Les Romains, contraints de se rembarquer, furent poussés par une nouvelle tempête sur les côtes de la Lucanie, aux environs du cap Palinure, non loin de Pœstum. Là ils descendirent à l’embouchure du petit fleuve Molpha, ou Melfi[1], et fondèrent une ville à laquelle ils donnèrent le nom de ce fleuve. Leur séjour dans cette ville fut encore de courte durée. Les Barbares avaient envahi l’Italie ; les villes situées aux bords des fleuves et dans les plaines étaient exposées à leurs déprédations ; la plupart des colons de Melfi désertèrent donc leur ville ; qui ne tarda pas à être ruinée de fond en comble. On voit encore au midi du village de Molpha, construit sur l’emplacement de la ville antique, une vaste grotte, appelée la grotta delle Ossa, où sont entassés des monceaux d’ossemens humains pétrifiés. Les gens du pays racontent que ce sont les ossemens des habitans de Melfi qui ne s’étaient pas retirés à temps devant les Barbares. Orose, qui écrivait cinquante ans après la prise de Rome par Alaric, prétend que ces ossemens appartenaient aux naufragés d’une flotte romaine qui, vers la fin de la république, s’était perdue dans ces parages à son retour d’Afrique[2].

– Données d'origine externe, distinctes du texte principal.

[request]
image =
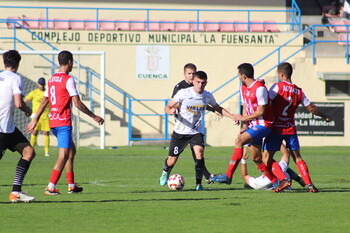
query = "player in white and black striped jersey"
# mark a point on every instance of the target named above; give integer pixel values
(191, 105)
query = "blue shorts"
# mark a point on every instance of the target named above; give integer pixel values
(273, 141)
(258, 132)
(64, 136)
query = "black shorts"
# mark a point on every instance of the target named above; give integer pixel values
(179, 142)
(13, 141)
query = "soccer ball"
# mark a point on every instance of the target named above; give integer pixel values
(176, 182)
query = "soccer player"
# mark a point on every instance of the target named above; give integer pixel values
(258, 119)
(262, 182)
(189, 71)
(60, 93)
(188, 127)
(36, 97)
(286, 98)
(10, 137)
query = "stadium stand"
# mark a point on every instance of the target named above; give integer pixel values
(211, 26)
(193, 26)
(76, 24)
(182, 26)
(166, 25)
(107, 24)
(342, 39)
(30, 22)
(43, 24)
(137, 25)
(241, 26)
(226, 26)
(90, 24)
(10, 21)
(256, 26)
(122, 25)
(153, 26)
(336, 26)
(60, 23)
(270, 26)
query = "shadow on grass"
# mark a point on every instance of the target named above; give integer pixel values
(120, 200)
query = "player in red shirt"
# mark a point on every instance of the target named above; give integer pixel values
(60, 93)
(258, 121)
(286, 98)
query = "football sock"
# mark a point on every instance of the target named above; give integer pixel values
(167, 168)
(46, 143)
(277, 171)
(21, 170)
(199, 170)
(266, 172)
(304, 171)
(70, 179)
(234, 161)
(55, 176)
(293, 175)
(33, 140)
(206, 173)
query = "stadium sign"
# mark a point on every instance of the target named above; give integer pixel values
(166, 38)
(309, 124)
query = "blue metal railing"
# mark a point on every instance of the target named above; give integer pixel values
(197, 17)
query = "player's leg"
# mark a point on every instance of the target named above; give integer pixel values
(46, 131)
(64, 138)
(178, 143)
(69, 168)
(197, 142)
(294, 146)
(46, 142)
(20, 144)
(206, 173)
(34, 138)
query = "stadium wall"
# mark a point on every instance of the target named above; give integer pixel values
(216, 53)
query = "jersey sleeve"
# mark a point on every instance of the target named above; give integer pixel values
(212, 100)
(273, 91)
(70, 85)
(30, 95)
(17, 86)
(46, 93)
(305, 101)
(262, 96)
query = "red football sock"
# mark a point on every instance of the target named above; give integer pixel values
(55, 176)
(277, 171)
(304, 171)
(235, 159)
(70, 177)
(266, 172)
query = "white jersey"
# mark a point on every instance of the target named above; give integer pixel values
(191, 110)
(10, 85)
(262, 182)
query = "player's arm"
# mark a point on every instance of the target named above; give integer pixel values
(82, 107)
(315, 110)
(171, 107)
(30, 127)
(244, 168)
(20, 104)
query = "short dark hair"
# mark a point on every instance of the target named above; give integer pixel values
(286, 68)
(11, 58)
(190, 66)
(201, 75)
(247, 69)
(64, 57)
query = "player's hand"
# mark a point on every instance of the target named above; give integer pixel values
(99, 120)
(172, 111)
(30, 127)
(28, 114)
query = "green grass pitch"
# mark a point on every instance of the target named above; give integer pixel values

En quittant Melfi, la colonie romaine s’était réfugiée à Éboli ; mais cette ville, quoique protégée par une double chaîne de montagnes, n’était pas encore à l’abri des incursions des Barbares ; il fallait donc trouver un nouvel asile[3].

Vers le centre de l’échancrure que forme le golfe de Salerne, au fond d’une petite baie comprise entre le cap du Tombeau et le promontoire de la Conque, s’élève un énorme rocher taillé à pic sur trois de ses faces. Ce rocher, séparé de la grande chaîne du mont Saint-Angelo par de profonds ravins et isolé du reste de la côte par deux torrens qui, à sa droite et à sa gauche, coulent au fond d’étroites vallées, fait face à la mer dans laquelle sa base plonge perpendiculairement. Ce rocher offrait donc à la colonie l’inaccessible refuge qu’elle cherchait ; ses barques pouvaient s’abriter sur le rivage et à l’embouchure des deux torrens ; de vastes pâturages couvraient la cime des monts voisins, et à leur base croissaient la vigne, l’olivier, l’oranger et le figuier. Ce roc faisait partie

  1. Et non à Melphi dans la Pouille, comme l’ont avancé quelques auteurs, entre autres M. de Sismondi. Melphi dans la Pouille est située à quarante milles du cap Palinure, dans l’intérieur des terres. De plus, cette ville n’a été fondée qu’en 937.
  2. P. Orose, lib. IV, cap. IX.
  3. Et quia similiter dictus locus Ebuli non erat tutus propter continua prælia… rapinas, etc. Deliberaverunt quietudinem requirere quæ tum temporis in Italiam non reperiebatur nisi in hæremis ac asperrimis locis et montaneis. (Chronic. amalphitanum.)